Thursday, March 10, 2016

Highlights from Baren Exchange #67 (Part 1 of 3)

I am very excited to have received the prints from Baren Print Exchange #67. So much so that I'm going to devote three posts to highlighting some of my favorites.

The above print is "Moondog" by Joseph Taylor, and the below print is "Fish Follies" by Anne van Oppen.

Both here and there, we focus on a creature. In one instance it is a dog, honed in on by one-point perspective, nightime isolation, and a spotlight cast by the moon. The light falls from behind the dog, and so casts a dark shadow that bleeds into the frame. I am particularly captivated by the misty, dark grey in the corner that seems even more ominous and likely to swallow him up than the pitch-black structures. The dog himself is in the moment, lapping up water or eating out of a dish. Maybe the dish has been kindly put out for him, or maybe it is merely a found object, such as the lid of a trash can. Under the raining heavens, he satisfies a most basic yearning.

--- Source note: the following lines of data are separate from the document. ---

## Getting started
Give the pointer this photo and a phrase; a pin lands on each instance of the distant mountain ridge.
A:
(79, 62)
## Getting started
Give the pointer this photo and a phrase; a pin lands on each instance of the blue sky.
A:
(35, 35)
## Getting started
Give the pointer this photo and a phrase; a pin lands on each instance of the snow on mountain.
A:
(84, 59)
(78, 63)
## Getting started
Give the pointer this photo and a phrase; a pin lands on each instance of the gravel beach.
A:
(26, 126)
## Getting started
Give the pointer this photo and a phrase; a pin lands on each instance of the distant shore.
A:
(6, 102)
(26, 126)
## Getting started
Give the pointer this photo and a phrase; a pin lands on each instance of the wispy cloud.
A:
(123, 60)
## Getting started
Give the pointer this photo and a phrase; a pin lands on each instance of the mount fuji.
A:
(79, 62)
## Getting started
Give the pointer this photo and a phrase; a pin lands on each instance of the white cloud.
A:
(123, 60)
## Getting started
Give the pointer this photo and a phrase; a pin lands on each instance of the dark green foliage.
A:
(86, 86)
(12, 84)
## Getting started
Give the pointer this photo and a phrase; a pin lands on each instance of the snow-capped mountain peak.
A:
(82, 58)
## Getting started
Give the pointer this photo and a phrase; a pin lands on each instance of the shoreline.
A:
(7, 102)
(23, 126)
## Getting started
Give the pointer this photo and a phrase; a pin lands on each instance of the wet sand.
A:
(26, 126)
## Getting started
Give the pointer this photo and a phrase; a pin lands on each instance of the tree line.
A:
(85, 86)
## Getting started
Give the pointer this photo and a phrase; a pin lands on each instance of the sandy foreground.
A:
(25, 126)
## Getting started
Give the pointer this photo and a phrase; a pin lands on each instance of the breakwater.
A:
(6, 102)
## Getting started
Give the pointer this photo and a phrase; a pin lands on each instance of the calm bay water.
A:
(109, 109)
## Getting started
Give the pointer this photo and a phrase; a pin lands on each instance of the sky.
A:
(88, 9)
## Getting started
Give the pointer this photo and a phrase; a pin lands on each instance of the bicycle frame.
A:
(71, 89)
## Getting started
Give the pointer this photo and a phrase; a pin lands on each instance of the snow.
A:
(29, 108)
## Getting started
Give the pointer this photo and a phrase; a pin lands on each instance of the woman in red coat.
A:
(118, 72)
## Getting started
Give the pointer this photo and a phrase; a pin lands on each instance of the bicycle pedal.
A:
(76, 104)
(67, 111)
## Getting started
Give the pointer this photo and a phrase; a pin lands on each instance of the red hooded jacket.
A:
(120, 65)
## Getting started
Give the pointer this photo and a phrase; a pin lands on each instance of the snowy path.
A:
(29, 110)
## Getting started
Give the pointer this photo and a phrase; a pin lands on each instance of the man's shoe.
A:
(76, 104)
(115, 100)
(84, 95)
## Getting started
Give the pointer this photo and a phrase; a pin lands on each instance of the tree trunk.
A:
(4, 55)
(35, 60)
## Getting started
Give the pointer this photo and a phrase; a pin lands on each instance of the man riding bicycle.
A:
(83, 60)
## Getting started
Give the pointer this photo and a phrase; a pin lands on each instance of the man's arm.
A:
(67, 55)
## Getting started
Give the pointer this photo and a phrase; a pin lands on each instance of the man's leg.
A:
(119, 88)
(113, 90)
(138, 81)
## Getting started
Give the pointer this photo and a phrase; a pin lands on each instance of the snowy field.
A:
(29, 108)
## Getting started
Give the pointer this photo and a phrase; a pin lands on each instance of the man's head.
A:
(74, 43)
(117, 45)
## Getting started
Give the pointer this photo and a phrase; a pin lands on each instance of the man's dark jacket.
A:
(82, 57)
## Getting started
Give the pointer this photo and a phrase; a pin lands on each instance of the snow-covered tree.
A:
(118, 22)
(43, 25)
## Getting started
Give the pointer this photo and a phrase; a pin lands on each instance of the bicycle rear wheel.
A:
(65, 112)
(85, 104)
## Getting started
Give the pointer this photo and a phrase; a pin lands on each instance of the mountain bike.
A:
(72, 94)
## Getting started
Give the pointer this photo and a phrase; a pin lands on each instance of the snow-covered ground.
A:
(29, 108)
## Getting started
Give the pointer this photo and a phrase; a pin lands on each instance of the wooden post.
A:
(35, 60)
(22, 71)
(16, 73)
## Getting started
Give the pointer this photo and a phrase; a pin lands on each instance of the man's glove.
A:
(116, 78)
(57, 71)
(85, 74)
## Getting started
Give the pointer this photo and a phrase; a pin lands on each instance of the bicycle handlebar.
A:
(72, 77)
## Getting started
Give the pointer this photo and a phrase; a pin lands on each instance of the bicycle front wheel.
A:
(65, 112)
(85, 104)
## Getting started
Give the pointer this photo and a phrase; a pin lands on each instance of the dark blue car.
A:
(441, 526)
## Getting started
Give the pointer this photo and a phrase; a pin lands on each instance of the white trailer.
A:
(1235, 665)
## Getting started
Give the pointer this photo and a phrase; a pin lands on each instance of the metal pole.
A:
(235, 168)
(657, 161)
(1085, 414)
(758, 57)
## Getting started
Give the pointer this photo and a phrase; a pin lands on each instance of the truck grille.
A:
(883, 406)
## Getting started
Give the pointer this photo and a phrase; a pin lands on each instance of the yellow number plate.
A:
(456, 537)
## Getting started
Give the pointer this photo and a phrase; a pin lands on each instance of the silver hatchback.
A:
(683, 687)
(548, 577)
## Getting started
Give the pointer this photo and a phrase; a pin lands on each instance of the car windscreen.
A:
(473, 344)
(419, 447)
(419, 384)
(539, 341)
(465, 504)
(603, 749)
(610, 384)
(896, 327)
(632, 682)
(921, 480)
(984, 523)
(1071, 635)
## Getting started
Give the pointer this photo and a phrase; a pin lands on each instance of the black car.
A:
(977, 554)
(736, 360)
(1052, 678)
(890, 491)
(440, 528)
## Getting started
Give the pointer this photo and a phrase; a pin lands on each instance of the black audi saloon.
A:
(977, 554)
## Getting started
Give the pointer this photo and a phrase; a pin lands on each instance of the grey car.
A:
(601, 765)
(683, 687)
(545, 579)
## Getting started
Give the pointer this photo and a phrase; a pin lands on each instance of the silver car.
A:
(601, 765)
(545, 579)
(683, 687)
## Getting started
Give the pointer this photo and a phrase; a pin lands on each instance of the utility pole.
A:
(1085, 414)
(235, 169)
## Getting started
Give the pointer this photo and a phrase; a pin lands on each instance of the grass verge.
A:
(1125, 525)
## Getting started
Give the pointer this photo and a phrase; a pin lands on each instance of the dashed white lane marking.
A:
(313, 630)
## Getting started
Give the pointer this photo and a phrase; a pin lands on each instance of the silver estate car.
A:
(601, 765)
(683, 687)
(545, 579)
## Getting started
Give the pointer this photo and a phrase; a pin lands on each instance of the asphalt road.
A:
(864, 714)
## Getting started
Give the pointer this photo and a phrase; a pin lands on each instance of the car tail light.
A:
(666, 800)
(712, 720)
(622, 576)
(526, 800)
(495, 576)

In the second scene, the creature in question is a fish. She, too, eagerly consumes (in this case, a smaller fish) under a heavenly body (this time a bright and cheerful sun) and textured sky. She, too, is diminished by a man-made structure, though it is at a distance and the boat's passenger seems to celebrate her feast.







1 comment:

  1. i love the energy of Anne van Oppen's print -- well suited to a picture book.